Four Years with Winter Blitz
I first found Winter Blitz as a freshman, wandering timidly around the overwhelming Purple Key Fair, looking for a group that would help me find some volunteer opportunities. Nat Davidson ‘22, one of the co-directors of Winter Blitz at the time, caught my eye and offered to give me the spiel of the program.
Winter Blitz is a program designed to help low-income community members weatherize their homes. Weatherization can range from small changes (e.g., filling cracks and gaps around windows and doors with caulk) to larger ones (e.g., like adding insulation in walls and roofs). It is helpful on multiple fronts. Most weatherization measures help trap heat in during the winter and keep houses cooler in the summer. In turn, this leads to reducing the energy needs for heating and cooling, which saves people money, and by reducing greenhouse gas emissions, is ultimately better for the environment. Unfortunately, weatherization efforts sometimes require a lot of up-front costs, so they are not always accessible to those in the low-income bracket. This is what Winter Blitz seeks to address.

In the program’s original form, students would go into community members’ houses to weatherize them directly during an all-day event and Williams would provide the weatherization materials. In response to COVID-19 and under Nat and their co-director Blue Jordan ‘23, Winter Blitz shifted to a collaboration with a local non-profit organization and giving out weatherization supply bags. This is what I joined as a freshman.
My first responsibility that year was phone banking. For someone who grew up in a generation based on texting, the idea of cold-calling strangers for a program I was still learning about was intimidating. But after a couple of calls, I fell into a rhythm, and it was rewarding to talk to people and hear how happy they were that the program existed.
Window Dressers, an organization that makes low-cost insulation panels. These inserts act as storm windows, creating a little pocket of insulation between the air inside and the air outside that keeps heat from escaping through the windows. I had fun building the inserts, and it allowed me to talk to other students and community members outside of Williams College. Having spent my childhood playing with LEGOs, the repetition of assembling the frames by adding layers of plastic and tape was also a welcome break from the rigors of Williams’ academic life.
At the end of that year, Christine Seibert, former Sustainability Coordinator at the Zilkha Center, reached out to me to ask if I would be interested in taking over Nat’s position as co-director after she graduated. I happily accepted.
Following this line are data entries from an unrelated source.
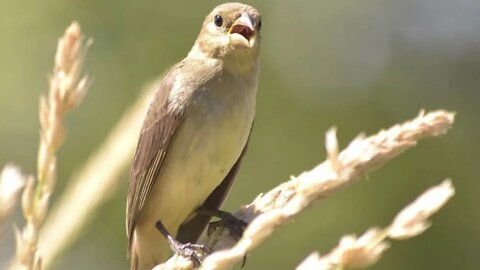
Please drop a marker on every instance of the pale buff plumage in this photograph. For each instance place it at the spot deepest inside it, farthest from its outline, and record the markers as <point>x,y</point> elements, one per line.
<point>195,132</point>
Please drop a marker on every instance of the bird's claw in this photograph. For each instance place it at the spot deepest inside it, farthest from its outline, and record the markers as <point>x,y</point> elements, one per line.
<point>192,251</point>
<point>235,225</point>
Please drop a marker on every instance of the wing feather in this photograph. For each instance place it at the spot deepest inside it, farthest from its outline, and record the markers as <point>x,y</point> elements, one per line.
<point>158,128</point>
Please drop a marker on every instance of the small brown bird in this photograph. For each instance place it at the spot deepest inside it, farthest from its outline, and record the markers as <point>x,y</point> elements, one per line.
<point>194,136</point>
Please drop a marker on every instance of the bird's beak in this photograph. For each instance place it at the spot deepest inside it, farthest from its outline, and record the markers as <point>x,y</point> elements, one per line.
<point>243,26</point>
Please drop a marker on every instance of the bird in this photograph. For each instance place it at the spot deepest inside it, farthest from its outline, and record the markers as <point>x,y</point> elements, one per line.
<point>194,136</point>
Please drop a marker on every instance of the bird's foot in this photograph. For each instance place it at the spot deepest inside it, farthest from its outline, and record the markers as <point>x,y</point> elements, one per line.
<point>192,251</point>
<point>235,225</point>
<point>189,250</point>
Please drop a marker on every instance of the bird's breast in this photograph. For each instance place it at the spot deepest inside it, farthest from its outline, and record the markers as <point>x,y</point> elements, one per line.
<point>215,127</point>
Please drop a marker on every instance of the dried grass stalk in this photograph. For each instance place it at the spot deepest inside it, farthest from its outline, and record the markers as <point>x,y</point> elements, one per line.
<point>282,203</point>
<point>362,252</point>
<point>66,90</point>
<point>11,183</point>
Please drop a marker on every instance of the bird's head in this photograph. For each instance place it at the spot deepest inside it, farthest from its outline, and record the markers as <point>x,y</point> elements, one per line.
<point>231,32</point>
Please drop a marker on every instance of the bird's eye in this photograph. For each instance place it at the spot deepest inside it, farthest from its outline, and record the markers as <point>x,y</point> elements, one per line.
<point>218,20</point>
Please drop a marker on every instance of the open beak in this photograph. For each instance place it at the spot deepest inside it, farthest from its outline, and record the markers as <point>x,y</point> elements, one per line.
<point>243,26</point>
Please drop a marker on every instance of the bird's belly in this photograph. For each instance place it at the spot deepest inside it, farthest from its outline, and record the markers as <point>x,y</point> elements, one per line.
<point>206,146</point>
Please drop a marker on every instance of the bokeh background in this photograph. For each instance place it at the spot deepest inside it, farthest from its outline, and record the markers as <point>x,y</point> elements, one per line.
<point>357,65</point>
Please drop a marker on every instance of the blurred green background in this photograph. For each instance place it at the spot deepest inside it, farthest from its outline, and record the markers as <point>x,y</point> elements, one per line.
<point>357,65</point>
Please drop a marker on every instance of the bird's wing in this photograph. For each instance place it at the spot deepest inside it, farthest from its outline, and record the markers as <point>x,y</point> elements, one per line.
<point>190,231</point>
<point>158,128</point>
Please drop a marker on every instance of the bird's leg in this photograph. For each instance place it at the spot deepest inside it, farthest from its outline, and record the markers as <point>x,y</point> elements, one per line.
<point>234,225</point>
<point>188,250</point>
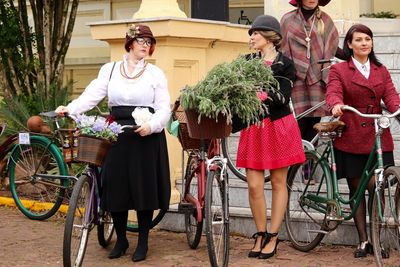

The next year, Blue and I oversaw a shift in the Winter Blitz program. Our original decision to continue with the Window Dressers collaboration was due to continued uncertainty over COVID-19 and our desire to ensure everyone was safe. After our fall build, however, we took stock of the program and what it was looking to accomplish. We researched what weatherization programs in the area were offering, talked to former leaders of Winter Blitz, and thought about how we could best engage Williams students in helping people weatherize. Finding that many of the offerings of the original program model could be accessed at a professional level without cost to community members through programs like Mass Save, we decided to switch to a permanent Window Dressers collaboration program model.
This switch was made with a larger goal in mind: To bring a Window Dressers build to campus to build free window-frame inserts for low-income community members. This would allow us to engage a broader portion of the student body in promoting weatherization by eliminating travel time and result in shorter shifts. Planning and implementing an on-campus build would also involve a more active role for Winter Blitz directors like myself, and continue our involvement with the broader community.
Window Dressers was very receptive and eager to collaborate when we proposed this new model of Winter Blitz. Unfortunately, due to tax reasons for the Vermont-based Window Dressers operating within Massachusetts, we have not been able to implement this new vision of Winter Blitz. This has been a particularly hard blow as it was something I had eagerly hoped to see before I graduated.

However, Window Dresser’s expansion to Massachusetts is something they hope to resolve soon, and when they do, the Williams’ Winter Blitz crew will be ready. We have spent the last two years building up institutional knowledge of how Window Dressers community builds operate and how the Window frame inserts are made. And while it is disappointing that I will not be ableto be a director when it happens, I know that the Winter Blitz directors, who are there to see this vision achieved, will be extraordinary, and I am proud to have been a part of creating this new course for the program.